TUR-DPO: Topology- and Uncertainty-Aware Direct Preference Optimization

Abstract: Aligning large language models (LLMs) with human preferences is commonly done via reinforcement learning from human feedback (RLHF) with Proximal Policy Optimization (PPO) or, more simply, via Direct Preference Optimization (DPO). While DPO is stable and RL-free, it treats preferences as flat winner vs. loser signals and is sensitive to noisy or brittle preferences arising from fragile chains of thought.

摘要： 将大型语言模型（LLM）与人类偏好对齐，通常通过基于人类反馈的强化学习（RLHF）结合近端策略优化（PPO）来实现，或者更简单地通过直接偏好优化（DPO）来实现。虽然 DPO 稳定且无需强化学习，但它将偏好视为扁平的“胜者 vs. 败者”信号，并且对由脆弱的思维链产生的噪声或不稳定的偏好较为敏感。

We propose TUR-DPO, a topology- and uncertainty-aware variant of DPO that rewards how answers are derived, not only what they say, by eliciting lightweight reasoning topologies and combining semantic faithfulness, utility, and topology quality into a calibrated uncertainty signal. A small learnable reward is factorized over these signals and incorporated into an uncertainty-weighted DPO objective that remains RL-free and relies only on a fixed or moving reference policy.

我们提出了 TUR-DPO，这是一种具备拓扑和不确定性感知能力的 DPO 变体。它不仅奖励答案的内容，还奖励答案的推导过程；通过引出轻量级的推理拓扑，并将语义忠实度、效用和拓扑质量结合为一个经过校准的不确定性信号。一个小的可学习奖励被分解到这些信号中，并整合进一个不确定性加权的 DPO 目标函数中，该方法依然无需强化学习，且仅依赖于固定或动态的参考策略。

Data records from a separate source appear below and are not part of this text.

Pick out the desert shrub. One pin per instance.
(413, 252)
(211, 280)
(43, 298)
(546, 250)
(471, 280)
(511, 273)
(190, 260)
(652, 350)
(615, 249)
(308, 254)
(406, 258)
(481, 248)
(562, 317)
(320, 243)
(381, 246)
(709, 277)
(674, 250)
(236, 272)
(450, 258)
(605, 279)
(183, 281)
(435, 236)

Empirically, across open 7-8B models and benchmarks spanning mathematical reasoning, factual question answering, summarization, and helpful/harmless dialogue, TUR-DPO improves judge win-rates, faithfulness, and calibration relative to DPO while preserving training simplicity and avoiding online rollouts. We further observe consistent gains in multimodal and long-context settings, and show that TUR-DPO matches or exceeds PPO on reasoning-centric tasks while maintaining operational simplicity.

实验表明，在涵盖数学推理、事实问答、摘要生成以及有用/无害对话的开源 7-8B 模型和基准测试中，TUR-DPO 相较于 DPO 提升了评测胜率、忠实度和校准度，同时保持了训练的简洁性并避免了在线部署（online rollouts）。我们进一步观察到其在多模态和长上下文设置中表现出持续的增益，并证明 TUR-DPO 在以推理为中心的任务上能够匹配甚至超越 PPO，同时保持了操作的简便性。